Sarıhan, art doll sanatının sadece bebek yapımından ibaret olmadığını belirterek, “Aynı zamanda heykel sanatından da feyzalıyorsunuz. Elbise, saç, aksesuar, takı, kılık kıyafet, makyaj derken bir çok el işçiliğini biliyor olmanız gerekiyor” dedi.
4
Sarıhan, polimer bebek üzerine çeşitli koleksiyonlar hazırladığını vurgulayarak, “Koleksiyonlarımda genellikle geleneksel Türk kadınını anlatıyorum. Dede Korkut, Yeşilçam ve Kurtuluş Savaşı kadın kahramanları gibi koleksiyonlar hazırladım. Bu zamana kadar yaptığım koleksiyonlardan en çok ilgiyi Anadolu kadınları ve Kurtuluş Savaşı kadın kahramanları gördü. Bunun nedeni Türk kadınının Kurtuluş Savaşı`nda gösterdiği üstün başarı diye düşünüyorum. Anadolu Kadınları Koleksiyonu Cumhurbaşkanlığı Külliyesi`nde de sergilendi. Yurt içinde ve yurt dışında tarihe adını altın harflerle yazdıran Türk kadınlarının polimer kilden yapacağım heykellerinden bir müze açmak istiyorum.”
5
Bir eser yaklaşık 2 ila 6 ayda yapılıyor
Fırınlama aşaması bittikten sonra vücut iskeletini hazırladığını, iğneleme tekniğiyle vücuda pamuk yapıştırdığını aktaran Sarıhan, koleksiyonun içeriğine göre heykele kıyafetler hazırladığını, el ve ayakların tamamlanmasının ardından eserin asıl karakterini ortaya koyan yüz makyajını yaptığını söyledi.
6
Karakterin inceliklerine bağlı olarak bir eserin yaklaşık 2 ila 6 ay gibi bir sürede tamamlandığı bilgisini veren Sarıhan, şöyle devam etti:
“Sanatım benim için adeta bir terapi gibi. Kabuğuna sığamayan bir insandım. Kendimi sakinleştirmek için bir şeye ihtiyacım olduğunu hissettim. Mesleğim beni bambaşka bir kişiliğe kavuşturdu.
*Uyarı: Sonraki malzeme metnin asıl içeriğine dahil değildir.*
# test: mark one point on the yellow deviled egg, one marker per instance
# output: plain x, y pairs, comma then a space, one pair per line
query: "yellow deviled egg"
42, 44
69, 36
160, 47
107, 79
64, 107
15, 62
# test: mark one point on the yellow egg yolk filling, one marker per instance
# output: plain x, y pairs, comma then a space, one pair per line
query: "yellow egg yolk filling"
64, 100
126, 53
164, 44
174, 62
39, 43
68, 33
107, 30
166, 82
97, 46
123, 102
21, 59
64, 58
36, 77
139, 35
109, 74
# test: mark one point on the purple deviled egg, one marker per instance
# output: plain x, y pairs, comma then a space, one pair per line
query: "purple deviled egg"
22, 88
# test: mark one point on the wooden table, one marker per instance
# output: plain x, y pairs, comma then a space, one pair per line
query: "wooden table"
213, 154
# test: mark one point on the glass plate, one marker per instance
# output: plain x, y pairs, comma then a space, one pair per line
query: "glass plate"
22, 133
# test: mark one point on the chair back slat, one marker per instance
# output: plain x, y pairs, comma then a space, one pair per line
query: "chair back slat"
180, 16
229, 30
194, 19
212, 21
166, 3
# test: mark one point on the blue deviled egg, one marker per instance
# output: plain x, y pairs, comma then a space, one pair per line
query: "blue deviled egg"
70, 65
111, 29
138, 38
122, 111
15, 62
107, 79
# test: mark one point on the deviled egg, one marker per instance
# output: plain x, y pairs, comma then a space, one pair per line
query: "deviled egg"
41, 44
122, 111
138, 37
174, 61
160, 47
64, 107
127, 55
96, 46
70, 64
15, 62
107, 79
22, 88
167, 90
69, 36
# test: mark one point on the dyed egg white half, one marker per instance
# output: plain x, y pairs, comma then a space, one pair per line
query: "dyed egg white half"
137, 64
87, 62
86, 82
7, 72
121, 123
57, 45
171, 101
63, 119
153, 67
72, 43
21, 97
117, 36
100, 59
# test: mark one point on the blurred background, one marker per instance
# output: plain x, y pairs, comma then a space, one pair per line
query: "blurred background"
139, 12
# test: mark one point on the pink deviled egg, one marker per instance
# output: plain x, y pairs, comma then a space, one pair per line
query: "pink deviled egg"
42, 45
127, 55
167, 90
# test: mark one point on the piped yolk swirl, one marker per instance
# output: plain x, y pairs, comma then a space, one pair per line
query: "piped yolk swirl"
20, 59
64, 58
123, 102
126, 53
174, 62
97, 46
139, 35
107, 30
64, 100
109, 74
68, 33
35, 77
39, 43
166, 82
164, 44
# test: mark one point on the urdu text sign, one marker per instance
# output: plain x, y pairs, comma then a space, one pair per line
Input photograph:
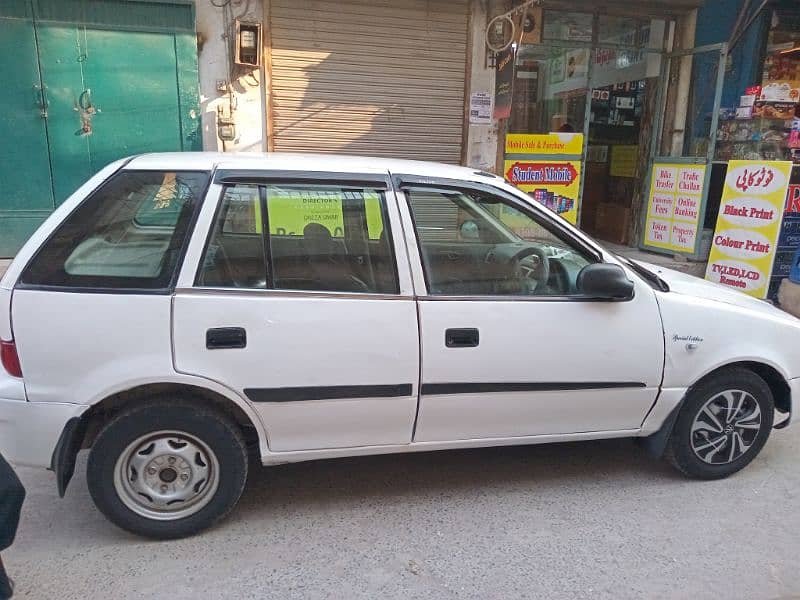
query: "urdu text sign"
748, 225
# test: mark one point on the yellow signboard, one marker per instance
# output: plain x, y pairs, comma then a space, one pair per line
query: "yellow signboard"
673, 207
748, 225
624, 160
536, 170
547, 143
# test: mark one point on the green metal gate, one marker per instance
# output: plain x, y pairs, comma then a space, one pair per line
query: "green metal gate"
87, 82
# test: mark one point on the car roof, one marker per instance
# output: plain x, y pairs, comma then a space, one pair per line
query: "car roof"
285, 161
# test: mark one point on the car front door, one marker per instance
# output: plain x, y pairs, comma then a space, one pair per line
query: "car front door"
297, 303
510, 347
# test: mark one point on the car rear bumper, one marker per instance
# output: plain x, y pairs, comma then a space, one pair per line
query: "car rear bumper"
794, 398
29, 431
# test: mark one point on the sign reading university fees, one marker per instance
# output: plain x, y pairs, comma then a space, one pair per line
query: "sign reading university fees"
673, 207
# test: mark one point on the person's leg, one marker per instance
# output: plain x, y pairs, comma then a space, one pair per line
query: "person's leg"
6, 585
12, 494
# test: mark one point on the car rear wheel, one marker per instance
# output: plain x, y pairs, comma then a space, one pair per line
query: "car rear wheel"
722, 426
167, 469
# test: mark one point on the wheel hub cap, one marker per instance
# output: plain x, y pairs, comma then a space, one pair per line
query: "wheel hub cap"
166, 475
725, 427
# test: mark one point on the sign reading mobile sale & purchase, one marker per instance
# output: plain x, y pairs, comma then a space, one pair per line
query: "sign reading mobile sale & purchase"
748, 225
673, 209
533, 165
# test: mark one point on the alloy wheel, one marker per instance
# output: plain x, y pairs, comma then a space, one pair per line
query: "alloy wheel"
725, 427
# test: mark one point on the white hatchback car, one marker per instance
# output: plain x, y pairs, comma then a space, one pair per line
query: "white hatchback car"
182, 312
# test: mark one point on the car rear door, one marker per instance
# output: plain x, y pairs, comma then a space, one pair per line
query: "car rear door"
297, 302
503, 357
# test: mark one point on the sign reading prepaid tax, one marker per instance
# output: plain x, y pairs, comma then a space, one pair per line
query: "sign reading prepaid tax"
748, 225
673, 208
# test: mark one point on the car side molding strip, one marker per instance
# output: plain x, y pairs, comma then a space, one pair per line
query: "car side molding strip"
438, 389
399, 390
330, 392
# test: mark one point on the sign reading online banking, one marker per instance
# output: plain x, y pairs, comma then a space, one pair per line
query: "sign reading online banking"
748, 225
673, 209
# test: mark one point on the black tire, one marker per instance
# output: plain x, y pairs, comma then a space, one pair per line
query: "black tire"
680, 452
210, 427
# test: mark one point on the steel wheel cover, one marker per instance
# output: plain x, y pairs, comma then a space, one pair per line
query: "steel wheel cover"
166, 475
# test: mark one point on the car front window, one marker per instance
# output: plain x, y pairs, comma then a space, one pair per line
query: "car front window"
476, 243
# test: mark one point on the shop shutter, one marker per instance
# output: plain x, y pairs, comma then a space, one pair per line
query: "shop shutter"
369, 77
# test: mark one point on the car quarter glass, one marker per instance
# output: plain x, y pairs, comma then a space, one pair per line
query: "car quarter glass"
314, 237
130, 233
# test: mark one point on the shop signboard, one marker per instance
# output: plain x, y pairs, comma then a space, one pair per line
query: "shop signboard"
789, 237
503, 84
534, 164
748, 225
673, 206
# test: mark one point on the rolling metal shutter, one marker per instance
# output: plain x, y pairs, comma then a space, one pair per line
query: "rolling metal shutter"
369, 77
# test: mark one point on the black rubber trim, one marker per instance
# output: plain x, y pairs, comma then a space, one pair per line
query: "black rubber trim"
656, 443
372, 180
66, 451
330, 392
438, 389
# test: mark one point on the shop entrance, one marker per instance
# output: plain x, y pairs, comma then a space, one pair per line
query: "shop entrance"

Bir şeyler üretmek, ortaya çıkarmak beni sakinleştirdi. Birçok şeye bakış açım değişti. Bir kere görmeyi öğreniyorsunuz, renklere, insanlara, doğaya daha farklı bakıyorsunuz. Kafanızda tasarladığınız objeyi parmaklarınızla hayata geçiriyorsunuz. Mesleğim konusunda gençlere öncü olmak istiyorum. Çok fazla `Atölye çalışmaları yapalım` şeklinde teklifler var ama bu işi öğrenmenin atölye ya da workshop ile olacağını düşünmüyorum. 10 yıldır mesleğimi icra ederken çok farklı sanat dallarıyla etkileşim içinde oldum. Renk uyumunu bilmek çok önemli. Yeri geliyor stilistlik yapıyorum. Eserin vücudunu yaparken anatomiyi de öğreniyorsunuz. O yüzden bence bu tarz eğitimlerin akademik anlamda olması ya da üniversitelerde bu tarz bölümlerin açılması gerekiyor.”
7
En iyi art doll sanatçılarının Rusya`dan çıkmasının nedeninin ise kukla yapımının daha anaokulundan başlayarak çocuklara öğretilmesi olduğunu dile getiren Sarıhan, “Biz de aynı şekilde eğitime anaokullarında başlayabiliriz. Böylece çocuklar üç boyutlu bakmayı da öğrenir. Ayrıca kendi karakterlerini ve kahramanlarını yaratabilirler” şeklinde konuştu.